At this point, you have closed the revenue and expense accounts into income
summary. The balance in income summary now represents $37,100 credit –
$28,010 debit or $9,090 credit balance…does that number seem familiar? It
should — income summary should match net income from the income
statement. We want to remove this credit balance by debiting income
summary. What did we do with net income? We added it to retained earnings
in the statement of retained earnings. How do we increase an equity account
in a journal entry? We credit!

Debit Credit

Income Summary (37,100 – 28,010) 9,090

Retained Earnings 9,090


If expenses were greater than revenue, we would have net loss. A net loss
would decrease retained earnings so we would do the opposite in this journal
entry by debiting Retained Earnings and crediting Income Summary.

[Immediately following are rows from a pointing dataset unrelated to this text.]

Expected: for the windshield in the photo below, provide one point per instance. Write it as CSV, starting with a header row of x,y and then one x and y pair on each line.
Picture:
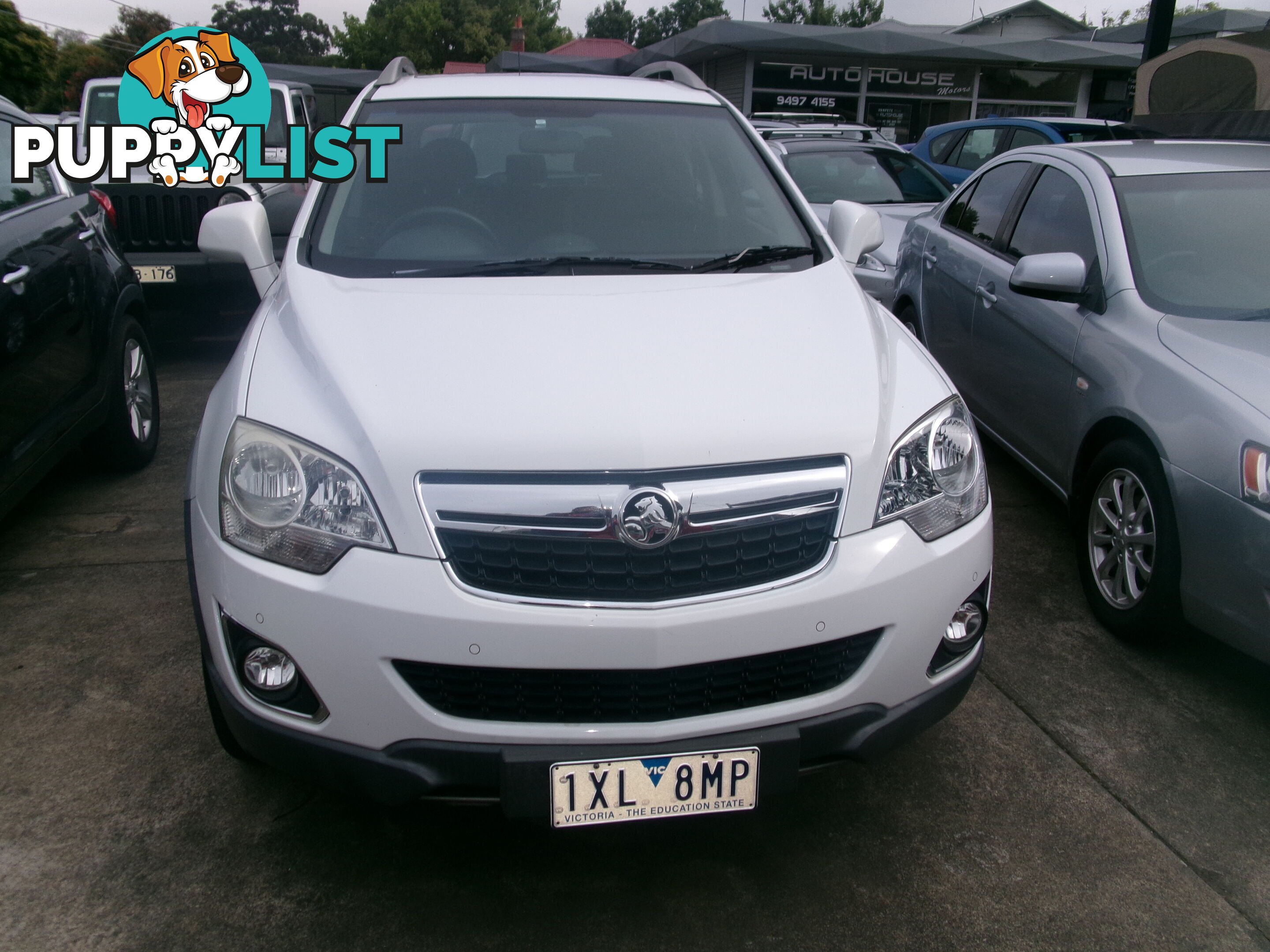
x,y
557,186
1198,242
867,175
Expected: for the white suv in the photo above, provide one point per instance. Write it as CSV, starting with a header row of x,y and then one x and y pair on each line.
x,y
571,468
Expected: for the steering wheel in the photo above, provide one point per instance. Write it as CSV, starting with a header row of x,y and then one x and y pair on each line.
x,y
442,215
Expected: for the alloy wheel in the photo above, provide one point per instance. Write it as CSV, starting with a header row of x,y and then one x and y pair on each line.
x,y
138,391
1122,539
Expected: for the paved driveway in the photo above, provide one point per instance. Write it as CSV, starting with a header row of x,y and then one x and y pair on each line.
x,y
1085,796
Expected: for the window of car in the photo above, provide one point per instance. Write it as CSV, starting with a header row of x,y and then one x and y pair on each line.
x,y
979,146
943,145
1054,219
867,175
482,185
1025,138
103,106
276,132
13,195
983,208
1198,240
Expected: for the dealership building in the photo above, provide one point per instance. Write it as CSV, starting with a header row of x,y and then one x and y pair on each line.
x,y
1027,60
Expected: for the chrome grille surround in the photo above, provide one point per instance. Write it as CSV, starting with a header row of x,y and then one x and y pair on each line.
x,y
588,507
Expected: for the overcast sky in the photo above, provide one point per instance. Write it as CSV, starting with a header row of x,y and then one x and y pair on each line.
x,y
94,17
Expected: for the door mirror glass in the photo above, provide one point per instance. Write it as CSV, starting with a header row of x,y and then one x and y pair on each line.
x,y
855,229
1053,276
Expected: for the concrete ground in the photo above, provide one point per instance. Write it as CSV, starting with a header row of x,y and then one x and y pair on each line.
x,y
1085,796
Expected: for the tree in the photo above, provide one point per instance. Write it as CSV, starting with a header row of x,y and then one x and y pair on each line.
x,y
611,22
431,32
275,30
825,13
78,61
1143,12
26,59
677,17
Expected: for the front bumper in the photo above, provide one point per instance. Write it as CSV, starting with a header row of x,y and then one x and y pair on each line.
x,y
344,630
517,775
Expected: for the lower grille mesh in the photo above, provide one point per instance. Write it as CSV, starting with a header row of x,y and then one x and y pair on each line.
x,y
631,696
606,570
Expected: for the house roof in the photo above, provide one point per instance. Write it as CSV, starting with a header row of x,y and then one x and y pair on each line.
x,y
594,46
1029,8
729,37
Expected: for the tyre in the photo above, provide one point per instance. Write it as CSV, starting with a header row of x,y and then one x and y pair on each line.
x,y
908,318
130,436
1128,553
229,743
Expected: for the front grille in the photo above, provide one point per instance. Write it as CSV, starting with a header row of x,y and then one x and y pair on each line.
x,y
606,570
621,697
159,219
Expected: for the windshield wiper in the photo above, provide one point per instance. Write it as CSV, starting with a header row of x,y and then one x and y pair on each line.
x,y
754,257
536,266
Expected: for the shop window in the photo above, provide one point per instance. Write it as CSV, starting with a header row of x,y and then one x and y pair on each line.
x,y
1051,86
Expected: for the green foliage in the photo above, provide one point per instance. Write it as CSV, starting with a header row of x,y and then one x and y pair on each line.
x,y
611,22
675,18
73,61
825,13
432,32
275,30
1143,12
26,59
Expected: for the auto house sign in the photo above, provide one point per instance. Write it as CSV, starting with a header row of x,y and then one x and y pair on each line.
x,y
912,79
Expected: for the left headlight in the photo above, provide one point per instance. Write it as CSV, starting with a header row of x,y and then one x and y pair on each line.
x,y
935,479
289,502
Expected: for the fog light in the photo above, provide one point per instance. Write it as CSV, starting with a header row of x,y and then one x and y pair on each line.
x,y
966,626
269,669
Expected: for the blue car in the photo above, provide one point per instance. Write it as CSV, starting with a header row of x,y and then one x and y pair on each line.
x,y
957,149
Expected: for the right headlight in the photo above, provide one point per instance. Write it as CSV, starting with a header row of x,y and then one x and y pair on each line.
x,y
935,479
292,503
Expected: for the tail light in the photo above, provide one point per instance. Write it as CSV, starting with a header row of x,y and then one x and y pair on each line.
x,y
107,206
1256,474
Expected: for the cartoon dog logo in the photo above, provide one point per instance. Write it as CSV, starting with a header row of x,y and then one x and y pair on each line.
x,y
192,77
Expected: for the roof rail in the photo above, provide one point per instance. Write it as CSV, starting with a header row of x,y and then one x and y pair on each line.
x,y
396,70
673,71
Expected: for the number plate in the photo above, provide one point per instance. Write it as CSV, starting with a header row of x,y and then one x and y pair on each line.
x,y
591,792
155,273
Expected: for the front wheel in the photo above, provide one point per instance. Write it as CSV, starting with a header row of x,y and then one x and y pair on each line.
x,y
129,439
1129,562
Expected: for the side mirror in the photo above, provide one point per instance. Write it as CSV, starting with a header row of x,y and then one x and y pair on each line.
x,y
855,229
1052,276
240,233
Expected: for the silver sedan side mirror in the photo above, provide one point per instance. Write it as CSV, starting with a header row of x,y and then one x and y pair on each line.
x,y
855,229
240,233
1061,273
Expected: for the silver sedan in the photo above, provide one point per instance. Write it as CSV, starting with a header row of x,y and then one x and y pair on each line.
x,y
884,177
1106,312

Step 4: Close Dividends (or withdrawals) account

After we add net income (or subtract net loss) on the statement of retained
earnings, what do we do next? We subtract any dividends to get the ending
retained earnings. This will be the journal entry form of doing this calculation
but be careful because you do not want to use the amount of retained earnings
but DIVIDENDS. We want to decrease retained earnings (debit) and
remove the balance in dividends (credit) for the amount of the
dividends. MicroTrain did not pay dividends this year but the entry would
appear as:
Debit Credit

Retained Earnings Div Amt

Dividends Div Amt

Div Amt means we will use the DIVIDEND amount and not the balance in
retained earnings.

Anytime we complete journal entries, we always need to post to the same ledger
cards or T-accounts we have been using all along. When we post, we do not
change anything from the journal entries — we debit (left side) where we did in
the entries and credit (right side) wherever we did in the entries. The ledger
card for income summary and retained earnings would look like this:
Account: Income Summary Debit Credit Balance

(1) Close Revenues 37,100 37,100

(2) Close Expenses 28,010 9,090

(3) Close Income Summary 9,090 0


Account: Retained Earnings Debit Credit Balance

Beginning Balance 6,100

(3) Close Income Summary 9,090 15,190

(4) Close Dividends 0 15,190


The balance in dividends, revenues and expenses would all be zero leaving only
the permanent accounts for a post closing trial balance. The trial balance
shows the ending balances of all asset, liability and equity accounts
remaining. The main change from an adjusted trial balance is revenues,
expenses, and dividends are all zero and their balances have been rolled into
retained earnings. We do not need to show accounts with zero balances on the
trial balances.

MicroTrain’s post closing trial balance would be:


Debit Credit

Cash 10,000

Accounts Receivable 25,000

Interest Receivable 600

Supplies 1,500

Prepaid Insurance 2,200

Trucks 40,000

Accum. Depreciation-
750
Trucks

Accounts Payable 25,000

Unearned Revenue 3,000

Salaries Payable 360

Common Stock 35,000

Retained Earnings 15,190

TOTALS 79,300 79,300


Notice how only the balance in retained earnings has changed and it now
matches what was reported as ending retained earnings in the statement of
retained earnings and the balance sheet.